Abstract:

This article traces the evolution and history of Artificial Intelligence from its theoretical beginnings to modern breakthroughs like deep learning, and more familiar versions such as large language models, manifested through technologies such as ChatGPT. By examining key developments, from the perception and backpropagation to transformers, this article highlights how machines have transitioned from rule-based logic to learning from data. It also underscores AI’s growing role in reshaping how problems are solved and how humans interact with technology.

Key Words:

Artificial Intelligence, Generative AI, Machine Learning, Deep Learning, Language Models, Transformers

The core idea behind this issue of Generations Journal is that Artificial Intelligence (AI) represents a shift in how we approach problem-solving. In the past, programmers had to understand a problem and manually design a solution. Now, with AI, one can feed a preliminary solution or sample data into an AI model, which then learns the underlying problem and eventually discovers and refines its methods to solve it. This has given rise to a new paradigm in which solutions emerge not from handcrafted rules but from learning patterns in data, and allows machines to tackle problems people may not fully understand.
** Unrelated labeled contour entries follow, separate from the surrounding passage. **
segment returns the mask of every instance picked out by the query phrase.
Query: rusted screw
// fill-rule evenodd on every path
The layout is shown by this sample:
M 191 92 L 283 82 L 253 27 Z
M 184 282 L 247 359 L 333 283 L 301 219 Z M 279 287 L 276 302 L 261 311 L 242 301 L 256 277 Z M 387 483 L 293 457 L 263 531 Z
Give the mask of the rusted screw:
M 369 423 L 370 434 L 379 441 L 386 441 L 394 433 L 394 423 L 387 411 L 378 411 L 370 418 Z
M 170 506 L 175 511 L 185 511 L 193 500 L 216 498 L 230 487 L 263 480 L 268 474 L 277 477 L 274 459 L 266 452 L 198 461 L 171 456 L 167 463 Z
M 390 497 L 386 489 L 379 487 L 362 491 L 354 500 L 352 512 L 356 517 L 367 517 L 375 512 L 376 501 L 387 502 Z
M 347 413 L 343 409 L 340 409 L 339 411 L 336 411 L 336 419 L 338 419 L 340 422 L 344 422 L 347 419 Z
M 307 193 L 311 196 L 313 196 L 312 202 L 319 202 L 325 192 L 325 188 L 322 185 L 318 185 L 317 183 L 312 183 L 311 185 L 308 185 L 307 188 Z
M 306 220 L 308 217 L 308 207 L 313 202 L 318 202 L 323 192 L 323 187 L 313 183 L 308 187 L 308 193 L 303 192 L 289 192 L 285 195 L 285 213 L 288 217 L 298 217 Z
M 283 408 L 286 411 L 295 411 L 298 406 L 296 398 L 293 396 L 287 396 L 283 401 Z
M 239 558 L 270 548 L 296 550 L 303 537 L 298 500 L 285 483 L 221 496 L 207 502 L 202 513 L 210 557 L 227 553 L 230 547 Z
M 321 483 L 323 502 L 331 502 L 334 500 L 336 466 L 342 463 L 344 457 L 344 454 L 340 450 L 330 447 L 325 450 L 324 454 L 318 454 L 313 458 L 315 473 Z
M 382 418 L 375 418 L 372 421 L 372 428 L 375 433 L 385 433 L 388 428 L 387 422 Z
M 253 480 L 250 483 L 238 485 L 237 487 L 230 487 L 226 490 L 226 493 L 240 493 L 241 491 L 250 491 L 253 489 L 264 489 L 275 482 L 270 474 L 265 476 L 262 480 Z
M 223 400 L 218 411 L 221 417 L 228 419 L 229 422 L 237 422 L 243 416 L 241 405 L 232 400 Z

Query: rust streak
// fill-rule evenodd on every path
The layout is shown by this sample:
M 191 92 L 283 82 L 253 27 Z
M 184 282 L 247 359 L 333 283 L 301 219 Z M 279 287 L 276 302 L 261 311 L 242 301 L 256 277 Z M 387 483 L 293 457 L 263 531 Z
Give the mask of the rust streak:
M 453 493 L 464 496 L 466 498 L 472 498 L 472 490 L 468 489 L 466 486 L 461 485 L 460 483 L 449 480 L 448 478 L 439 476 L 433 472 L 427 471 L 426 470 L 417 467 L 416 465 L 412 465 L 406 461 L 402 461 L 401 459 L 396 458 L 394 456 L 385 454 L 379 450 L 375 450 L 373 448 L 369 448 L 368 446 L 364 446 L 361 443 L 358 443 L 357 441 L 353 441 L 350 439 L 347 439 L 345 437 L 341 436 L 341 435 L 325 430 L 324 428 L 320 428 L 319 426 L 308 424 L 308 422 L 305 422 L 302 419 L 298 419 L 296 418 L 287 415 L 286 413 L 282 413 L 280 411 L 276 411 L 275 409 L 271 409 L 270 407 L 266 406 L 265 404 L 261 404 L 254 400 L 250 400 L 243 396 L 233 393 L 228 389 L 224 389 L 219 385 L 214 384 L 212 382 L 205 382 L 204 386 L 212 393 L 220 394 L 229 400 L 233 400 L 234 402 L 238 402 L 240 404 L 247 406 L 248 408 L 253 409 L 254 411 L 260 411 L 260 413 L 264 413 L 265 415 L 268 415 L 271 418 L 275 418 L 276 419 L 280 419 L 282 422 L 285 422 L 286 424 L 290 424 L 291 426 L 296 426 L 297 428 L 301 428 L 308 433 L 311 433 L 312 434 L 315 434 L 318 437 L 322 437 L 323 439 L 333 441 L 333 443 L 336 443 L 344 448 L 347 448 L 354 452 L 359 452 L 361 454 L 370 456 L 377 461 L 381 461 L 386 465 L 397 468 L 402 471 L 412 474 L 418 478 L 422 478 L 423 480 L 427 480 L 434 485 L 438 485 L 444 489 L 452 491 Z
A Primer on Context and Terminology

AI is a broad field focused on building machines that can mimic human intelligence, from understanding and reasoning to learning and interacting. One major approach in the AI field is Machine Learning (ML), where instead of explicitly programming a solution, we teach machines to learn from data. This is achieved using algorithms and techniques that enable models to identify patterns, draw inferences, and make decisions based on experience. Think of it as showing a computer thousands of examples until it begins to recognize patterns and improve its performance over time, without needing to be reprogrammed for each new task.

Early ML systems could play checkers or recognize simple shapes, showcasing computers’ ability to learn autonomously. Pioneers in ML paved the way for more advanced methods and complex neural networks. These early advances laid the groundwork for more sophisticated approaches, eventually leading to Deep Learning (DL), a more advanced subset of ML.

DL uses multilayered neural networks—inspired by how the human brain works—to solve complex problems. These deep networks excel at automatically finding subtle patterns in massive datasets, making them foundational to modern AI applications. Related fields within AI include Natural Language Processing (NLP), which helps machines understand and generate human language, and Computer Vision (CV), which enables machines to interpret and analyze the visual world. At the heart of many of these systems are Neural Networks—algorithms designed to detect and model relationships in data in ways that mimic the brain’s structure and function.

A Brief History of AI

The concept of machines that can think has intrigued humanity since ancient times. In Greek mythology, figures like Hephaestus and Daedalus were said to have created self-operating machines, such as Talos, a giant bronze automaton tasked with protecting Crete (Mayor, 2023). These myths reflect the long history of human fascination with artificial beings and intelligent machines.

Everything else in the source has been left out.